Recensione di Luciano Carpo

libri

"Il suonatore di nuvole"

di Alì Bader (Argo Editore, 2018)

Quello che si vive nell’Irak post Saddam. Quello che può vivere un giovane artista nella sua odissea di migrante e nella sua esperienza in Europa. La narrazione di Ali Bader è lineare.
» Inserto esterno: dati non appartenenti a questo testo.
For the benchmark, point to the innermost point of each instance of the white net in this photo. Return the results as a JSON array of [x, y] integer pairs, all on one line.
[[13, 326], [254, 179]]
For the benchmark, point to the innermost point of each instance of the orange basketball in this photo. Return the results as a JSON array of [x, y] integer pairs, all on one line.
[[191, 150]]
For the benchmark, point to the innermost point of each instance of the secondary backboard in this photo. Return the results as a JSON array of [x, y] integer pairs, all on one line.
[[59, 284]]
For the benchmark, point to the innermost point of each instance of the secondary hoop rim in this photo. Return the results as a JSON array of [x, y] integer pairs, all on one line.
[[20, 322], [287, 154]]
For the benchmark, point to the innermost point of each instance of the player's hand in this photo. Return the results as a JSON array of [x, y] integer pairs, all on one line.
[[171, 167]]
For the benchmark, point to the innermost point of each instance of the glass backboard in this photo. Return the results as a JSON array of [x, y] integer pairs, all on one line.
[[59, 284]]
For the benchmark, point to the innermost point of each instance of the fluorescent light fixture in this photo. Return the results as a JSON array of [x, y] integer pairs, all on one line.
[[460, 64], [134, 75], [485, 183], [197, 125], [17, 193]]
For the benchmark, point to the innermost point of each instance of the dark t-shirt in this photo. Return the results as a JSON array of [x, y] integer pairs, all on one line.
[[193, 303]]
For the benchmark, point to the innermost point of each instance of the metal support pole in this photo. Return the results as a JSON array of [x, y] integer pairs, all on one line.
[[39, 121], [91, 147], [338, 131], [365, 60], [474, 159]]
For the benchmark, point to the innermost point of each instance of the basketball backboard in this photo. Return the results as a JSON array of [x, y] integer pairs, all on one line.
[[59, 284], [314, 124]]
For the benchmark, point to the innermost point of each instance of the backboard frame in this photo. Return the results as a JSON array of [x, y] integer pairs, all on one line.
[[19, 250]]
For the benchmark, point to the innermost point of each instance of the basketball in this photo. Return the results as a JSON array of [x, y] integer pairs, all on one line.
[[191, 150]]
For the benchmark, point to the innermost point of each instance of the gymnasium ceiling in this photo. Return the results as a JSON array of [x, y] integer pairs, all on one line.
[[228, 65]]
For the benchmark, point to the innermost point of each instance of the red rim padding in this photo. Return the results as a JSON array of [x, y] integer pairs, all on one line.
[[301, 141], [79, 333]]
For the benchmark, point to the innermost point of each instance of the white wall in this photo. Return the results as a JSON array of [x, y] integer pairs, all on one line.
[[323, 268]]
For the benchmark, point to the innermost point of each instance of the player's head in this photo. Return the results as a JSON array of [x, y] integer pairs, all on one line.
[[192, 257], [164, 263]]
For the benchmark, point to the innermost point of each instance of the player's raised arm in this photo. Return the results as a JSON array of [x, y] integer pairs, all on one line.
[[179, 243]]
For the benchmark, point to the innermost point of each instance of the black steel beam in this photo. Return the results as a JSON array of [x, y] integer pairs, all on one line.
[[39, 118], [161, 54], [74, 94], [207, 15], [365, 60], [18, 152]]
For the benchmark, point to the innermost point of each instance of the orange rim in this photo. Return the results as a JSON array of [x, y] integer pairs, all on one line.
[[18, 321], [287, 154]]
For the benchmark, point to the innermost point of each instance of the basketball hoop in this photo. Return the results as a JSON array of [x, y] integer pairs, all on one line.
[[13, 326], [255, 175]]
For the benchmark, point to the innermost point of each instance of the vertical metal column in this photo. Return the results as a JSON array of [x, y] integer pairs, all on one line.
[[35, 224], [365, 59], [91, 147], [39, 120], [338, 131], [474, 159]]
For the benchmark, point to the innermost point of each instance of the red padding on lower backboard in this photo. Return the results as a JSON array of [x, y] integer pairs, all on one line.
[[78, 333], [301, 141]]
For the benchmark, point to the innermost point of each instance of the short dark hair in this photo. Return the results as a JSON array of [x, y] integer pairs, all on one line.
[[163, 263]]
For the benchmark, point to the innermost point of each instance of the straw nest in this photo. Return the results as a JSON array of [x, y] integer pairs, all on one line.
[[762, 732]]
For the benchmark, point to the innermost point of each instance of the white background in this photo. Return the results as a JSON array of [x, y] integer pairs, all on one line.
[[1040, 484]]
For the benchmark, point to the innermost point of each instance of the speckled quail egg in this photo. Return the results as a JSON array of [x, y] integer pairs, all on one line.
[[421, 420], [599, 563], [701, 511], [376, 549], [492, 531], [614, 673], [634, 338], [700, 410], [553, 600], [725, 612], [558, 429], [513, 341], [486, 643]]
Fluido il suo stile, chiaro, impattante e originale il suo messaggio.

“Essere musicista in Irak non è per niente una cosa facile”. E non lo è per niente neppure in Belgio, in particolare se, come il protagonista del libro, Nabil, sei un musicista emigrato che vagheggia l’Europa come Città ideale:

“ Andremo laggiù, nella Città ideale

oltremare.

Un paradiso sognato dove i musicisti vivono

suonando tra le nuvole”.

Secondo il filosofo arabo Al-Farabi, la musica dovrebbe consentire di penetrare il senso della vita, di

liberare le persone dagli strati di polvere accumulati sulle loro anime. Ma non è così per tutti. Nabil, violoncellista di Bagdad, “suonatore di nuvole”, constata che molte persone – soprattutto quelle ottenebrate dal fondamentalismo religioso e dalle idee nazi- non si liberano mai, dovunque si trovino sanno solo fracassare il violoncello con violenza cieca e ottusa, accaniti nemici della diversità, di chi non la pensa come loro, di chi non vive come loro, di chi non ama come loro.

Si rende conto subito, fin dal primo impatto, che non esiste la Città ideale, che i fantasmi da cui credeva di essere fuggito circolano anche in Europa. E che nella stessa Europa riemergono dalle fogne vecchi fantasmi che sperava scomparsi da 75 anni.

Ma Nabil, migrante praticante di nessun credo se non quello della libertà di pensiero e della crudezza dell’amore, deve pur riconciliarsi con la maniera di vivere e con le contraddizioni che lacerano il mondo e l’esistenza di ognuno, addirittura con il paradosso di essere salvato dagli stessi suoi nemici.

Solo la musica può consentire questo. Ritorna quindi il pensiero di acquistare un nuovo violoncello “per fare della musica in maniera pratica e non solo teorica”, cioè una musica senza “nuvole”. Musica. Con i piedi per terra. Tra i luoghi vivi della città, gli spazi artistici, alcuni caffè. Perché “ l’alcol e le luci soffuse attenuano le differenze tra le persone. E la diversità si fonde in un’unica cultura! Molti aspetti contraddittori finiscono per convergere. Nabil è dapprima scettico riguardo al concetto di uniformità, poi ha un’intuizione. Le molteplici sfumature, differenze e contraddizioni della città rivelano le tracce più profonde dell’esistenza. E quest’ultima si manifesta nella sua maniera più intima e familiare proprio attraverso le sue molteplici contraddizioni”.

 

Per la profondità filosofica del suo messaggio e per l’agilità narrativa, consiglio questo “ suonatore di nuvole”a quanti, docenti ed educatori, sanno dialogare con i giovani non nel vagheggiamento di un’Europa “ armonia ideale”, ma nella costruzione di un’Europa delle differenze. Democratica e inclusiva. Dando ascolto al violoncello.